When we have painful experiences as children without the support and care from loving adults to preserve and restore our sense of innocence and wholeness, we can easily begin to believe there is something wrong with who we are. 

This can result in a rejection of ourselves as an attempt to get rid of the perceived wrongness or badness. We then look outside ourselves to find out how we need to be in order to be loved, and how to create a socially-acceptable self. As children we are so sensitive all the minute clues and signals we pick up from those around us, and we use those to decide how we should be. In this way we create what can be called a “false self”, in that it is a self constructed by external definitions rather than a natural expression of who we are. This can serve us very well for a time until we begin to feel internal rumblings of unease and discontent that remind us how we have disconnected from ourselves.

Initially, it may be hard to pay attention to what is stirring within us, because we have put in place defences to maintain the sense of self that we have established over years of living. We may notice that we are feeling irritable or frustrated, resigned or depressed. The process of opening up to what is stirring within us can be a delicate one, because the defences are very linked to our very sense of survival and have served an important purpose. It requires sensitivity and patience to begin to dismantle internal structures that no longer serve our best interest. What has defined our sense of self can begin to feel as though it now confines a new expression of life through us.

To support this emerging self, it is very helpful to connect with a sense of a greater Presence which we could say is our essential Being that has been there from the moment we were born. It is like the stillness at the depth of the ocean which remains even while there are crashing waves on the surface. This is a place where we can rest and take refuge from all the changing tides of life that we experience. When we feel shaken up and disoriented by the process of letting go of old ways of thinking, feeling and acting, we can touch back into this place of timeless Presence and find a spaciousness that can hold whatever we are experiencing.

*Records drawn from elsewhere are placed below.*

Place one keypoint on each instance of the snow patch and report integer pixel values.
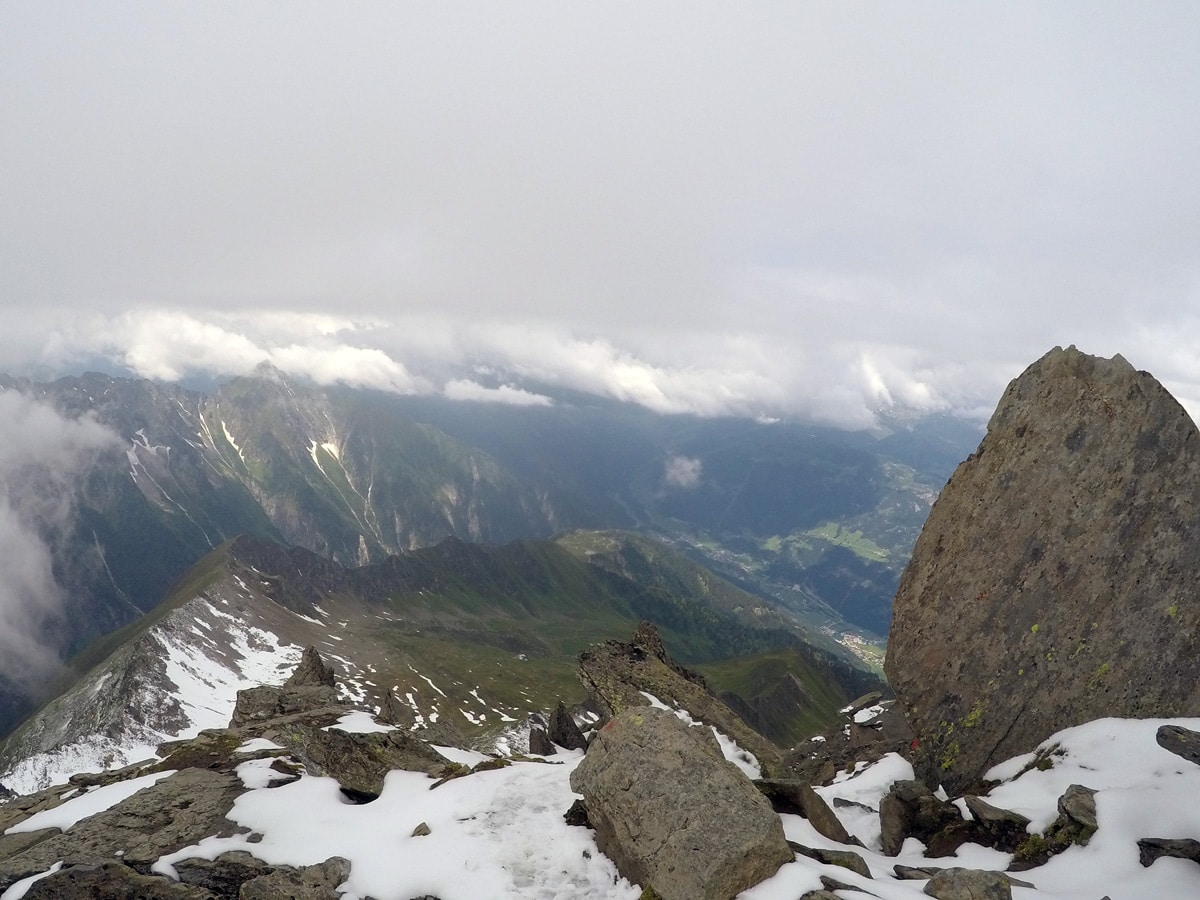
(97, 799)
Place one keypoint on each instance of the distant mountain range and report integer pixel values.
(471, 640)
(814, 522)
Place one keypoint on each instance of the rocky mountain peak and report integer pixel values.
(311, 671)
(1054, 580)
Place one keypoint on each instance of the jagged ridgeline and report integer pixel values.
(815, 520)
(469, 639)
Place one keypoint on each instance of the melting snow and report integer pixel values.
(743, 759)
(359, 723)
(232, 442)
(88, 804)
(491, 834)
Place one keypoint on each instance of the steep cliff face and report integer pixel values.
(1055, 581)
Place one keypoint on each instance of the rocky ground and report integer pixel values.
(306, 797)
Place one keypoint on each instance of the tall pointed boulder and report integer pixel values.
(1056, 577)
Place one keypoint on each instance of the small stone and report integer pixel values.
(1180, 741)
(1151, 849)
(1078, 804)
(845, 858)
(867, 700)
(577, 815)
(312, 670)
(970, 885)
(540, 743)
(563, 730)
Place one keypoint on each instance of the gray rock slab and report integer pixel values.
(675, 815)
(1180, 741)
(1054, 581)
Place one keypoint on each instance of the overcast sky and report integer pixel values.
(762, 209)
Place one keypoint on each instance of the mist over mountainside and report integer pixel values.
(816, 520)
(469, 640)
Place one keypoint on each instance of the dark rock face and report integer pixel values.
(798, 798)
(312, 670)
(265, 702)
(394, 712)
(615, 673)
(114, 881)
(540, 744)
(359, 762)
(563, 730)
(1180, 741)
(309, 882)
(672, 814)
(1054, 580)
(1151, 849)
(171, 814)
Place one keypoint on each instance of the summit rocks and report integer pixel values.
(672, 813)
(1054, 581)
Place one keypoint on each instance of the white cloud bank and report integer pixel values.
(755, 209)
(42, 456)
(683, 472)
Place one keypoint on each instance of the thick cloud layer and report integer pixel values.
(810, 209)
(42, 454)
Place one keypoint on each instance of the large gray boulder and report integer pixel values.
(1054, 581)
(616, 673)
(673, 814)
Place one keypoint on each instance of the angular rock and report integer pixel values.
(911, 810)
(395, 712)
(172, 814)
(1180, 741)
(540, 743)
(867, 700)
(1086, 486)
(1151, 849)
(577, 815)
(845, 858)
(672, 814)
(225, 875)
(616, 673)
(563, 730)
(1003, 828)
(267, 702)
(309, 882)
(970, 885)
(312, 671)
(1078, 804)
(798, 798)
(112, 881)
(359, 761)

This takes practice and there may be times when we feel completely lost or caught up in the challenges of our life and our habitual ways of addressing them. And yet, when we are able to remember and return to the ground of Presence within us, we can begin to develop confidence in our capacity to meet life in a new and fresh way.

It is like an eternal dance between our invisible and infinitely mysterious Being, and our unique and quirky human expression of life.